Danielle Couick, principal and creative director, Magnolia Bluebird Design & Events, Washington

“Back in the 'You’ve Got Mail' days of AOL, Cher was our mystery voice and we used a chip in the invite with her saying that iconic phrase to invite V.I.P. guests to our reveal party.”
Janet Abbazia, chief experience officer, Sweet Tea Events, Atlanta

“To add excitement to an event invitation, I like to add pops of color, typically ones that are being utilized again in the decor so the event experience begins with the very first taste guests receive. To make event invitations more effective, adding phrases like ‘space is limited’ and ‘invite non-transferable’ has worked for my team, as they seem to imply a level of exclusivity, therefore leaving guests with a stronger urge to reserve their spot. Also, when sending invites in an electronic format, including a direct link to R.S.V.P. has definitely increased the amount of responses we receive.”
Mandy Bianchi, founder, Bianchi Productions, Los Angeles

"Gamification has become a popular way to tease your audience into interacting with your brand pre event. Try sending out your invite as a digital puzzle, with subsequent emails including clues and questions that unlock new pieces.
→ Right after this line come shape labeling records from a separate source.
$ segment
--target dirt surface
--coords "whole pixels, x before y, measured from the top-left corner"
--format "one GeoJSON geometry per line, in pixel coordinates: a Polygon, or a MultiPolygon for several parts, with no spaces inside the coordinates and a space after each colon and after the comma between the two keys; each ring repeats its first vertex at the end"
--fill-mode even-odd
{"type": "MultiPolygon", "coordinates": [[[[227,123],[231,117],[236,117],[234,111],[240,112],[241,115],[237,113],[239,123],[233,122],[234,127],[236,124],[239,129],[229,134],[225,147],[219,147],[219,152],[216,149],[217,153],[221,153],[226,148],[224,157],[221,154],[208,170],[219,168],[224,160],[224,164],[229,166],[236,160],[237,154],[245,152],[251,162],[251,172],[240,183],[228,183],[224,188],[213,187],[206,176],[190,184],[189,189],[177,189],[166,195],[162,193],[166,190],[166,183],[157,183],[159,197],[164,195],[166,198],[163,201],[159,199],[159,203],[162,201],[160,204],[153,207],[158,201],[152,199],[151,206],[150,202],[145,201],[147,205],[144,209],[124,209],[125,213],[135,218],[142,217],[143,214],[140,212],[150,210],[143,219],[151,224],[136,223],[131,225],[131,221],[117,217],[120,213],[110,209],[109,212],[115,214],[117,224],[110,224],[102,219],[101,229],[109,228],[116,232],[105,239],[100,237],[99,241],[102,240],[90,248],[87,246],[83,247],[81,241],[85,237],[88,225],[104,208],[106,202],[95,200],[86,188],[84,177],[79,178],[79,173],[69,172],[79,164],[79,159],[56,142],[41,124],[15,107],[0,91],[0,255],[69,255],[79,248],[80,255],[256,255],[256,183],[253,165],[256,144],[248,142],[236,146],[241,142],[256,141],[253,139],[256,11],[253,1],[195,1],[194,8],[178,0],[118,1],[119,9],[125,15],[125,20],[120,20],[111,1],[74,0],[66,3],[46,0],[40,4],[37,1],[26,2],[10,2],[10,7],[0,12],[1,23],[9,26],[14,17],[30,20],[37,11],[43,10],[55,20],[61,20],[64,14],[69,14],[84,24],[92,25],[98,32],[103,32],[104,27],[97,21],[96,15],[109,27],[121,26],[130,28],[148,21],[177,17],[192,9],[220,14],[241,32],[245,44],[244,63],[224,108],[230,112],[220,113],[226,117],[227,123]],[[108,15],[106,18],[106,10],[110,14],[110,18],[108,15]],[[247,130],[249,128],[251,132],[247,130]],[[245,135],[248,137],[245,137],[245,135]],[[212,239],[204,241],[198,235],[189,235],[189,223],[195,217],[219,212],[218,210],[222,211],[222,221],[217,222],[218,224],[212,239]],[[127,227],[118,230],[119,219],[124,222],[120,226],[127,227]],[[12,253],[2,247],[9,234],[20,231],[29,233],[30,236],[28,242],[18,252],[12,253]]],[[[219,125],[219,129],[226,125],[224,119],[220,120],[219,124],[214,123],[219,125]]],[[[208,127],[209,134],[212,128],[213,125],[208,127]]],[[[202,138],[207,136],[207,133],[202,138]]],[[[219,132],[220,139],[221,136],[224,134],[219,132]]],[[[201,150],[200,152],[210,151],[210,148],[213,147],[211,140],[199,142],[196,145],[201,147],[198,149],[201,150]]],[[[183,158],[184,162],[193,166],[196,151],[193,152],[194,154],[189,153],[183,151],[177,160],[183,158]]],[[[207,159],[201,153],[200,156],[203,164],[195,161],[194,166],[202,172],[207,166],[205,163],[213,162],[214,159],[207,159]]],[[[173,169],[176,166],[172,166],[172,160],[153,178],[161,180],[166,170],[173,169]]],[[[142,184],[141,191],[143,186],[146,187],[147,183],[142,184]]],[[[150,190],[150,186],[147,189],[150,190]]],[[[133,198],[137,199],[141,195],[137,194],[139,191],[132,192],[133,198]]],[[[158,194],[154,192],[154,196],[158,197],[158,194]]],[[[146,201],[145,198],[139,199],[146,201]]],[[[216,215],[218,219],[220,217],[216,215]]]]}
Upon completion of the puzzle—unlock prizes or discount pricing. Alternatively, for those high event incentive programs, send your winners an iPad fully loaded with a destination teaser video, program information, and details on the trip, fellow attendees, and what they can expect to see and experience on the trip. The extra bonus: The iPad itself becomes a fabulous gift for each winner while also providing a savvy way to share the program information."
Cate Banfield, vice president of solution design and strategy, BCD Meetings & Events, Chicago and Toronto

A version of this story appeared in the Winter 2018 issue of BizBash.